P B Balaji — Group Chief Financial Officer
The question is for India. India capex outlook for FY22. It seems higher than 2018 as stated earlier. Plan for the year is more like INR3,000 crores to INR3,500 crores and INR1,800 crore for FY21 in the midst of a pandemic where we are fighting a business continuity plan. Haven’t seen three quarters of performance. We are very clearly seeing that once the pandemic is out, the lockdowns are out. There is definitely a demand, the resurgence that happens, and therefore at this time it’s not a business continuity plan. It is the business agility plan and therefore we want to be as flexible as we can. Obviously if situation dramatically alters then we will not hesitate to go back to the drawing board on this, but at this point in time, we see the current issues are temporary, and therefore we intend to generate positive cash flows, despite those capex investment there and they are going towards products and technologies which are going to aid growth.
So we will not be pedantic about putting a number out there. We are watching it and moving it dynamically in line with demand out there. That’s how we see it.
The next question is from Rakesh Kumar, BNP Paribas. Is profitability continues to improve JLR, is there a possibility that we could increase our capex plan to accelerate the reimagined strategy timelines and what share of sales comes from lease sales in US and Europe and what are the peak share of leases we have seen historically? Adrian?

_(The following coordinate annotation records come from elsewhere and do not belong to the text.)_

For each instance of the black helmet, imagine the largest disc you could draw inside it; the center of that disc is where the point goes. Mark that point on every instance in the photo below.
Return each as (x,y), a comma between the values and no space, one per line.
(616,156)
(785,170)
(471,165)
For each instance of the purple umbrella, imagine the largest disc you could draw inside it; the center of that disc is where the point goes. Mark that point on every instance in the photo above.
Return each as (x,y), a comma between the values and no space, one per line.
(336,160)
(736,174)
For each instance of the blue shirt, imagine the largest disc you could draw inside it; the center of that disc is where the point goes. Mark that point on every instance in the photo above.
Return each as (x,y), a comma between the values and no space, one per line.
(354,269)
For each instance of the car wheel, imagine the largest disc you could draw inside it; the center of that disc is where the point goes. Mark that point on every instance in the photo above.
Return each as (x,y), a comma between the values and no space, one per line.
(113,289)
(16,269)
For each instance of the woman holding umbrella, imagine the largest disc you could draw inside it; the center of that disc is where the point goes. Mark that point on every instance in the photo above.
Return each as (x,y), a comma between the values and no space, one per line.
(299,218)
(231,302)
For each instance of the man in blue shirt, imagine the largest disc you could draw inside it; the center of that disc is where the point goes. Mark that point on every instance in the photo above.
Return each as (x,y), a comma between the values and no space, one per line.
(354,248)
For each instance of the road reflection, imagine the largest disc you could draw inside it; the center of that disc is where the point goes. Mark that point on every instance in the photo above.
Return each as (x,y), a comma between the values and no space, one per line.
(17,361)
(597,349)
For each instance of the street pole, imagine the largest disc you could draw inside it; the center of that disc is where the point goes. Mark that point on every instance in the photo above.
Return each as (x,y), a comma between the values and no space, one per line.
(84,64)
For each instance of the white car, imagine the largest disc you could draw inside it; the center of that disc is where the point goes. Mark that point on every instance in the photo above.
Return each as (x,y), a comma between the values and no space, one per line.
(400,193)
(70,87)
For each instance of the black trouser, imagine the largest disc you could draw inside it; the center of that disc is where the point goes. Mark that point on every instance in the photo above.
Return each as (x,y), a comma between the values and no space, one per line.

Adrian Mardell — Chief Financial Officer of Jaguar Land Rover
Okay. So my answer the first one is unlikely. We’ve got a real clear plan, we’re setting out, right we’re making sure that every element of that plan is fundamental to the success of this organization. We don’t actually think we’ve missed anything. Throwing money at this doesn’t necessarily speed you up actually, so the agile approach the scrums, the sprints, the impairment, making sure people are responsible to fixing things first, that will speed us up and we’ve made a commitment to actually that overall in time, we will be 40% faster than we are today.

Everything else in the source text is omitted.